By Katharine Houreld and Ed Cropley

NAIROBI (Reuters) – A speech by Kenyan opposition leader Raila Odinga responding to President Uhuru Kenyatta’s victory in last week’s presidential poll was delayed when his supporters attacked two local journalists inside party headquarters on Tuesday.

Journalists walked out en masse after veteran political journalist Francis Gachuri and 25-year-old television journalist Jane Gatwiri were assaulted while waiting for Odinga to speak.

“We heard in Swahili, ‘Citizen (TV) must leave,’” she said. “When I was trying to record, I got a very hot slap on my face – my right cheek. Someone said I should move, pushed me, my camera was about to be broken.”

Some of Odinga’s supporters have accused Citizen of bias towards Kenyatta after the channel ran a tally of last week’s vote.

Odinga, who has lost his fourth election, was expected to give his first reaction to Kenyatta’s Monday night victory, but delayed a speech planned for Tuesday morning by several hours.

Odinga boycotted the poll, saying it would not be fair. Kenyatta’s won by a margin of 98 percent, provoking anger in some pro-Odinga strongholds, whose residents burnt tyre barricades and threw rocks at police.

His spokesman later issued an apology for the attack on the journalists, which happened in the Wiper Party headquarters, a party in his coalition.

“The Coalition registers unreserved apology to reporters who fell victim to this unfortunate incident,” the statement said. “The youth acted on their own and we condemn their actions in strongest terms possible.”

There were no reports of protests elsewhere as supporters waited for Odinga’s speech.

“We are just waiting for Baba to speak,” said Desmond Litava, an Odinga supporter in Kawangware, a restive slum in the capital, Nairobi, using a term of respect for the leader.

Odinga could call for his supporters to take to the streets, unleashing chaos in cities such as Nairobi and Kisumu to the detriment of the already struggling economy.

After a disputed election in 2007, around 1,200 people were killed when political protests sparked ethnic clashes, leading to a prolonged slump in the region’s richest and most important economy.

On the other hand, Odinga could limit his appeal to the courts, as he did in 2013, and yield to diplomatic pressure to engage in post-election ‘national dialogue’ with Kenyatta.
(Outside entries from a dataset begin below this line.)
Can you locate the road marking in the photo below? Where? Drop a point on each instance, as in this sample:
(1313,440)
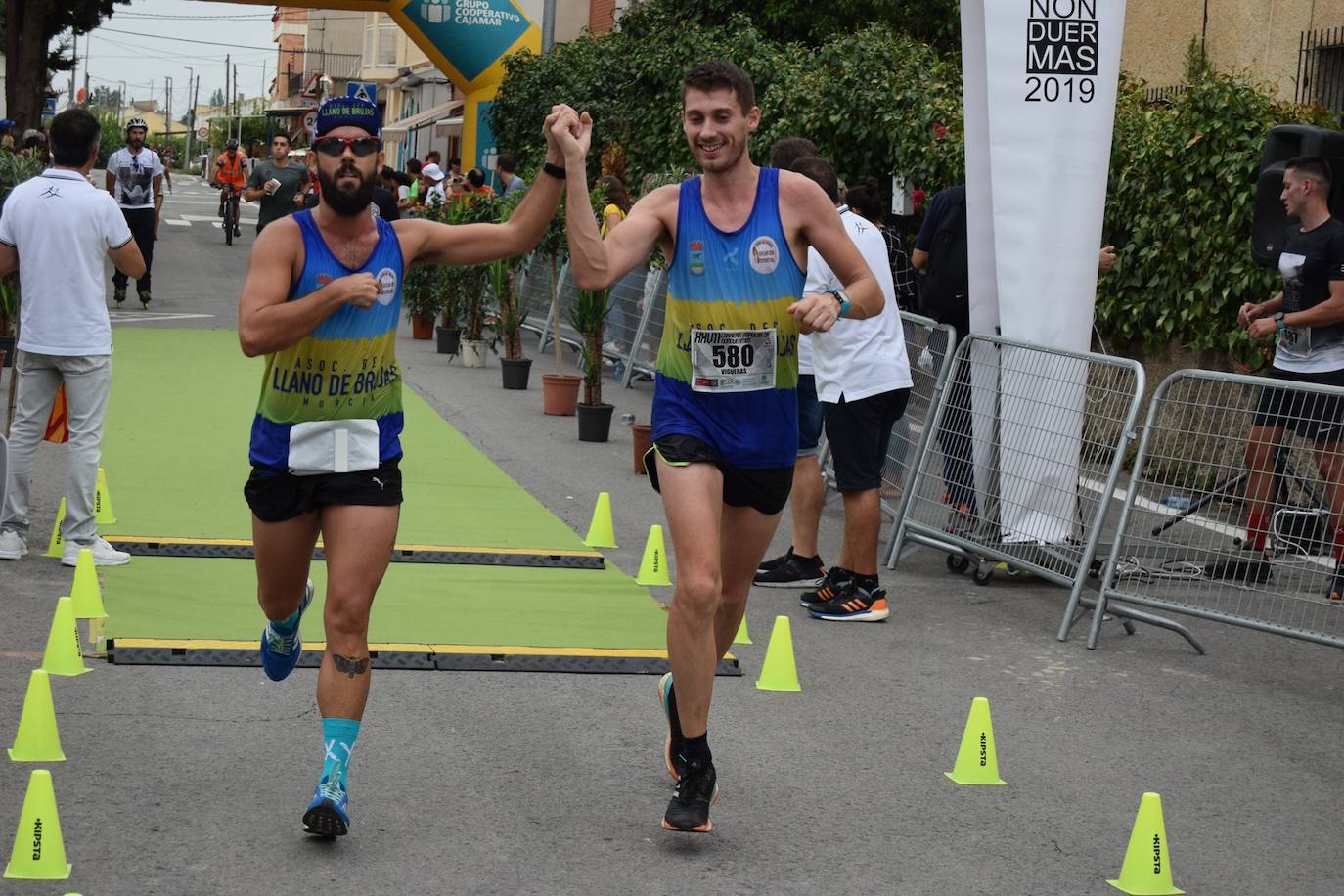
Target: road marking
(150,317)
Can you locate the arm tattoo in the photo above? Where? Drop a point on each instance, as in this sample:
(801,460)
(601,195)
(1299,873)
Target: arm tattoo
(349,666)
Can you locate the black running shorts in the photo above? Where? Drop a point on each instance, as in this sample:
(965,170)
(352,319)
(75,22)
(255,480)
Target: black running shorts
(859,432)
(276,496)
(1311,416)
(765,489)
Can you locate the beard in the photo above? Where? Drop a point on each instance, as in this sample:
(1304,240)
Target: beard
(345,203)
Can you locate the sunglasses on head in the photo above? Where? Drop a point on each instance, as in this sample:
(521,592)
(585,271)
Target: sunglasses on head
(335,147)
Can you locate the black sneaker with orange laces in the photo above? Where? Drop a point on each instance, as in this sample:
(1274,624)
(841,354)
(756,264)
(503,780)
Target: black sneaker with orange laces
(829,589)
(852,604)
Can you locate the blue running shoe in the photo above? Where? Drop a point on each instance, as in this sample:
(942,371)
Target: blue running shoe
(328,813)
(280,653)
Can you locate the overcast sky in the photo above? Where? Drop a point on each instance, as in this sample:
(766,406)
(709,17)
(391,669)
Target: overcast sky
(137,46)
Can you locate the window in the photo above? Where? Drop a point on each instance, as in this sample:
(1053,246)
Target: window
(381,42)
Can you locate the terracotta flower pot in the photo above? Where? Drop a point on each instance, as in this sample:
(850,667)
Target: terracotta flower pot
(642,435)
(423,328)
(560,394)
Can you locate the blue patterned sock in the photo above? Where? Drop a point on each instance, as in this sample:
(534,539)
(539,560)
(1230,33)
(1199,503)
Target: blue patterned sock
(338,741)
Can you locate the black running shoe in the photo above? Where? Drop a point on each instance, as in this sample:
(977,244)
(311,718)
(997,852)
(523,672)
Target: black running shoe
(852,605)
(829,589)
(775,563)
(1251,565)
(794,572)
(695,792)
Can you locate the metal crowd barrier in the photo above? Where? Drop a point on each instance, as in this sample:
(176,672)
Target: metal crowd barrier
(1187,507)
(1028,443)
(929,348)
But in his acceptance speech, Kenyatta ruled out the possibility of dialogue with Odinga if the opposition lodged any legal cases contesting his victory.

That Aug. 8 vote was annulled by the Supreme Court on the basis of procedural irregularities in the vote-tallying. Odinga said the re-run was also flawed because of a failure to replace key officials of the election commission.

Fourteen people have died in political violence nationwide since Thursday’s vote, according to diplomatic sources. A provisional government tally said nine people had been killed.